A collection of robust and fast processing tools for parsing and analyzing web archive data.

Overview

ChatNoir Resiliparse

Build Wheels Codecov Documentation Status

A collection of robust and fast processing tools for parsing and analyzing web archive data.

Resiliparse is part of the ChatNoir web analytics toolkit. If you use ChatNoir or any of its tools for a publication, you can make us happy by citing our ECIR demo paper:

@InProceedings{bevendorff:2018,
  address =             {Berlin Heidelberg New York},
  author =              {Janek Bevendorff and Benno Stein and Matthias Hagen and Martin Potthast},
  booktitle =           {Advances in Information Retrieval. 40th European Conference on IR Research (ECIR 2018)},
  editor =              {Leif Azzopardi and Allan Hanbury and Gabriella Pasi and Benjamin Piwowarski},
  ids =                 {potthast:2018c,stein:2018c},
  month =               mar,
  publisher =           {Springer},
  series =              {Lecture Notes in Computer Science},
  site =                {Grenoble, France},
  title =               {{Elastic ChatNoir: Search Engine for the ClueWeb and the Common Crawl}},
  year =                2018
}

Usage Instructions

For detailed information about the build process, dependencies, APIs, or usage instructions, please read the Resiliparse Documentation

Resiliparse Module Summary

The Resiliparse collection encompasses the following two modules at the moment:

1. Resiliparse

The Resiliparse main module with the following subcomponents:

Parsing Utilities

The Resiliparse Parsing Utilities are the largest submodule and provide an extensive (and growing) collection of efficient tools for dealing with encodings and raw protocol payloads, parsing HTML web pages, and preparing them for further processing by extracting structural or semantic information.

Main documentation: Resiliparse Parsing Utilities

Process Guards

The Resiliparse Process Guard module is a set of decorators and context managers for guarding a processing context to stay within pre-defined limits for execution time and memory usage.
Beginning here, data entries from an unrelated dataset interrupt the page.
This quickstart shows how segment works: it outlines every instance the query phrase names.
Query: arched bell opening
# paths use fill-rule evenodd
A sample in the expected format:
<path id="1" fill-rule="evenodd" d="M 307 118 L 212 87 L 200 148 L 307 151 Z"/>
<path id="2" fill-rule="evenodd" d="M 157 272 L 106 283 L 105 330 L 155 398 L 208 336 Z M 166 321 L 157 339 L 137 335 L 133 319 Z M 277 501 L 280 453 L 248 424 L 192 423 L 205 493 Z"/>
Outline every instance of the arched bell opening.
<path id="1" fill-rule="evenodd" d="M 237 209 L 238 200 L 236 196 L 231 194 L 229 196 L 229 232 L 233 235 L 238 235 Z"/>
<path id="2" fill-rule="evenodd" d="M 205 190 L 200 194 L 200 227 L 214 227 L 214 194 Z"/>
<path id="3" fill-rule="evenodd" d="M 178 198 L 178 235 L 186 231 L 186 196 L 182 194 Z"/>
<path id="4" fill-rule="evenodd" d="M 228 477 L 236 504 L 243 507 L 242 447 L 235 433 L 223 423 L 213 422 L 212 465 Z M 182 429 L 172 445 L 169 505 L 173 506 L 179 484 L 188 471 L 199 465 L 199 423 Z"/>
Process Guards help to ensure the (partially) successful completion of batch processing jobs in which individual tasks may time out or use abnormal amounts of memory, but in which the success of the whole job is not threatened by (a few) individual failures. A guarded processing context will be interrupted upon exceeding its resource limits so that the task can be skipped or rescheduled.

Main documentation: Resiliparse Process Guards

Itertools

Resiliparse Itertools are a collection of convenient and robust helper functions for iterating over data from unreliable sources using other tools from the Resiliparse toolkit.

Main documentation: Resiliparse Itertools

2. FastWARC

FastWARC is a high-performance WARC parsing library for Python written in C++/Cython. The API is inspired in large parts by WARCIO, but does not aim at being a drop-in replacement. FastWARC supports compressed and uncompressed WARC/1.0 and WARC/1.1 streams. Supported compression algorithms are GZip and LZ4.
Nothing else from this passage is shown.